Ecco il carcere come luogo dell’incontro con Gesù che si fa presente in coloro che la società mette all’ultimo posto. Lì nei bassifondi del vivere umano, dove ogni emozione rischia di diventare deserto, dove il tempo è scandito dall’abbandono e dove anche i ricordi rischiano di diventare offuscati e di essere dimenticati, lì siamo chiamati ad essere vicini nientemeno che a Gesù.

Siamo chiamati a riaccendere le emozioni, a far ripartire un tempo nuovo, a creare un nuovo ricordo. Siamo chiamati ad essere vicini a coloro che sono considerati inavvicinabili, con una promessa che ci trasforma da visitatori in visitati. Perché Gesù ci assicura che ogni visita ad un prigioniero sarà una visita fatta a Lui. Una visita con il Cristo sofferente, presente nel prigioniero che troveremo davanti.

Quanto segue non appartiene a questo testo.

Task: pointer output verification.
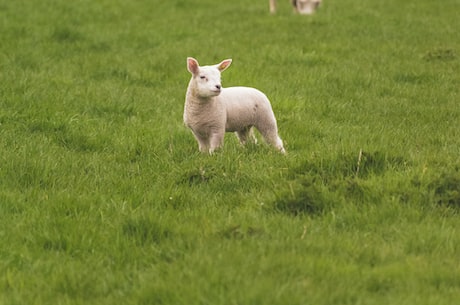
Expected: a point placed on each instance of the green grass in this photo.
(104, 198)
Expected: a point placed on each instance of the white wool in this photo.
(305, 7)
(211, 110)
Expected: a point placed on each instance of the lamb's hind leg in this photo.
(244, 134)
(203, 142)
(271, 136)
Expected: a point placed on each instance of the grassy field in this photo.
(104, 198)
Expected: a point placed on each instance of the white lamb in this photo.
(211, 110)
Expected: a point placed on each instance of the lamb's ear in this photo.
(224, 65)
(192, 65)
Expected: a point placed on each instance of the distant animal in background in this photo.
(211, 110)
(304, 7)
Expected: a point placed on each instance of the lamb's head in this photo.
(307, 7)
(206, 80)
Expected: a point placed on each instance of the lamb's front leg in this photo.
(216, 141)
(203, 142)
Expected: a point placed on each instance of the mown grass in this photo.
(104, 198)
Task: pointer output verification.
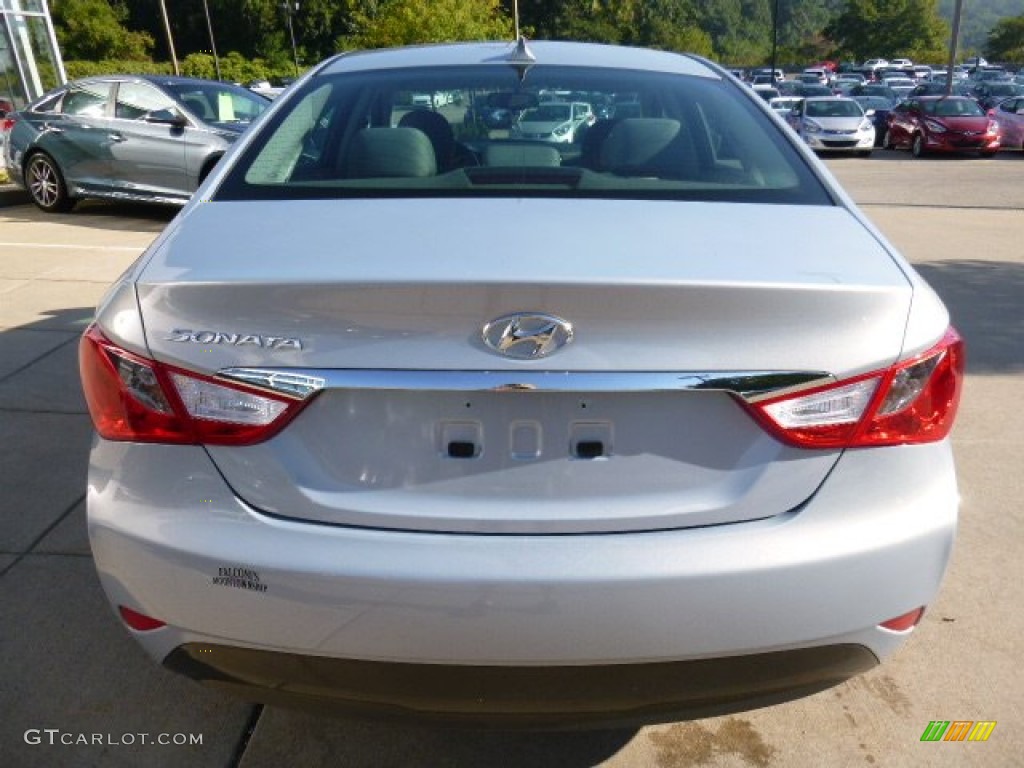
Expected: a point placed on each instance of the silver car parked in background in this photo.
(630, 461)
(122, 137)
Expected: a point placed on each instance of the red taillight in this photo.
(906, 622)
(139, 622)
(131, 397)
(912, 401)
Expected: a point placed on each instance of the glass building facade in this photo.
(30, 59)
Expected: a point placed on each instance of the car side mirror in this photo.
(167, 117)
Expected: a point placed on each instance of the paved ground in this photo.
(71, 673)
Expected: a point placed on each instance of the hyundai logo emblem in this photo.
(526, 336)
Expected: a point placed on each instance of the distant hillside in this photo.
(979, 17)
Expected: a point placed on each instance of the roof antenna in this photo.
(521, 57)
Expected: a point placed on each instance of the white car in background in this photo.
(559, 122)
(834, 124)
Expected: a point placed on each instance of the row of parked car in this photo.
(922, 124)
(157, 137)
(906, 107)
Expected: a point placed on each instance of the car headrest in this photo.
(391, 153)
(646, 145)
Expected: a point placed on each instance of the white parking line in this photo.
(72, 247)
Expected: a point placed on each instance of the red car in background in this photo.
(1010, 115)
(948, 124)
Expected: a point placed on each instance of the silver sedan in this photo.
(407, 416)
(123, 137)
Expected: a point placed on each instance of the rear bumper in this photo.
(171, 541)
(523, 696)
(937, 142)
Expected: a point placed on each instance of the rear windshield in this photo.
(559, 132)
(952, 108)
(846, 109)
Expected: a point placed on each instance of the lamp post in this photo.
(957, 10)
(774, 40)
(213, 45)
(170, 40)
(291, 8)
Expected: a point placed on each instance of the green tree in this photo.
(890, 28)
(379, 25)
(1006, 41)
(92, 30)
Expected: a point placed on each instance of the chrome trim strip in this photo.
(752, 386)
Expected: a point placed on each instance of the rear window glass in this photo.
(482, 132)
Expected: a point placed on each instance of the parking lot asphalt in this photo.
(71, 673)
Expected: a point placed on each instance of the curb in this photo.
(12, 196)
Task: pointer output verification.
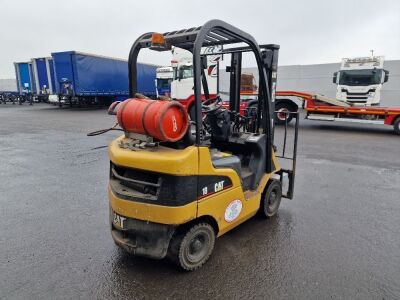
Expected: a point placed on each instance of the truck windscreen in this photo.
(163, 83)
(360, 77)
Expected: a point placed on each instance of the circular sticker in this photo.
(233, 210)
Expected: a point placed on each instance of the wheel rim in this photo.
(282, 114)
(197, 248)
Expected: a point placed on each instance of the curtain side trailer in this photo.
(85, 79)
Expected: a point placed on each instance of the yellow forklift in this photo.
(172, 199)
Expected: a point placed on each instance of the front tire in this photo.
(191, 249)
(272, 199)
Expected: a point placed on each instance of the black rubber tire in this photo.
(283, 107)
(396, 126)
(200, 235)
(272, 199)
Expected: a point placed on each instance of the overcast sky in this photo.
(309, 31)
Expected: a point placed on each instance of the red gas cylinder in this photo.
(163, 120)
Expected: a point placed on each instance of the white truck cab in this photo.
(182, 84)
(360, 80)
(164, 77)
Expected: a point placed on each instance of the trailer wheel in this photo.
(272, 199)
(283, 113)
(396, 125)
(191, 249)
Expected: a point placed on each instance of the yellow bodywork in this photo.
(189, 161)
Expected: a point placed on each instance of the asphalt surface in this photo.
(339, 237)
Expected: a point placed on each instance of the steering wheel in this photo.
(211, 105)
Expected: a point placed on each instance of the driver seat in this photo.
(225, 160)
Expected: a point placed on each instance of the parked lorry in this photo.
(25, 77)
(182, 83)
(360, 80)
(86, 79)
(26, 85)
(164, 77)
(43, 71)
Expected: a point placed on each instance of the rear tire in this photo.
(396, 126)
(191, 249)
(272, 199)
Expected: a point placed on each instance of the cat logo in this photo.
(219, 186)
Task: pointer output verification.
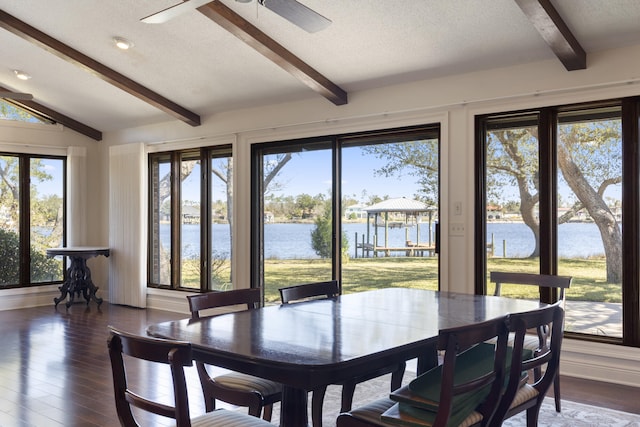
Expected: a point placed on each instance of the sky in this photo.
(310, 172)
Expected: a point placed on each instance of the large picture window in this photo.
(552, 201)
(191, 223)
(358, 208)
(32, 206)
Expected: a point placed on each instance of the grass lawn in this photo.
(363, 274)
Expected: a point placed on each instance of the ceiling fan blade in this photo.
(298, 14)
(174, 11)
(16, 96)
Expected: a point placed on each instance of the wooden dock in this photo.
(368, 249)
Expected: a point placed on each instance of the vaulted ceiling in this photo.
(229, 55)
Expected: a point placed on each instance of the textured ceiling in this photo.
(199, 65)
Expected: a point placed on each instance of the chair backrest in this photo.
(530, 279)
(250, 297)
(545, 359)
(487, 381)
(174, 353)
(327, 289)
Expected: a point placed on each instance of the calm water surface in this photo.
(293, 241)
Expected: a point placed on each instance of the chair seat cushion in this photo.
(371, 412)
(227, 418)
(403, 414)
(524, 394)
(240, 381)
(424, 391)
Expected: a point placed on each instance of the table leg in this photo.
(78, 281)
(293, 410)
(428, 360)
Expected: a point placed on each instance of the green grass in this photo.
(363, 274)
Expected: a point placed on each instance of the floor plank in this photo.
(55, 370)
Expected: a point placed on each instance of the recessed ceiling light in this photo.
(21, 75)
(123, 44)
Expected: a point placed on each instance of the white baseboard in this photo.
(37, 296)
(600, 362)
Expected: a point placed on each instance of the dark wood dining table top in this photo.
(311, 344)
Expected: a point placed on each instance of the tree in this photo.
(509, 162)
(321, 235)
(589, 159)
(222, 169)
(417, 158)
(45, 213)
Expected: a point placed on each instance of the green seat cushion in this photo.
(421, 398)
(403, 414)
(424, 391)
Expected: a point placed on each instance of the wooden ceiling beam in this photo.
(241, 28)
(54, 116)
(546, 19)
(61, 50)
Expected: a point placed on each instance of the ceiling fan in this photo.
(291, 10)
(15, 96)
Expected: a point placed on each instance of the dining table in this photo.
(311, 344)
(78, 279)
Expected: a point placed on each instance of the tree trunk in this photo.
(598, 210)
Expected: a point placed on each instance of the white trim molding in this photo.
(600, 362)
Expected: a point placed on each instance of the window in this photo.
(552, 201)
(191, 223)
(359, 208)
(32, 203)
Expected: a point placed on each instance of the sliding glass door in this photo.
(358, 208)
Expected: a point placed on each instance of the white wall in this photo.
(452, 101)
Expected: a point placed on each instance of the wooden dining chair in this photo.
(529, 397)
(542, 281)
(177, 355)
(464, 390)
(234, 387)
(330, 289)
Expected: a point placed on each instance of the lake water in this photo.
(293, 241)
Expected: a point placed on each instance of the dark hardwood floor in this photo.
(55, 370)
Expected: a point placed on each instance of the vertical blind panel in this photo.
(76, 196)
(127, 230)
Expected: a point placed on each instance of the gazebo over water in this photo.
(394, 213)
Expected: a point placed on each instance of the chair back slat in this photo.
(456, 340)
(328, 289)
(545, 360)
(540, 280)
(176, 354)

Un’esperienza della generosità di Gesù che ci invita a cambiare il nostro punto di vista e a guardare oltre la colpa e il colpevole, per concentrarsi solo sull’umanità, senza giudizi, senza preconcetti, senza senso di superiorità. In quell’umanità incatenata, scossa, disastrata, c’è tutta la presenza del Cristo che si fa carico attivamente della sofferenza dei prigionieri e chiede a noi di alleviarla con la nostra presenza.

Una presenza umile come si conviene a chi si trova di fronte al Signore, una presenza che faccia risplendere il nostro volto per la gioia dell’incontro, una presenza capace di portare e ricevere amore anche dentro i confini della prigionia.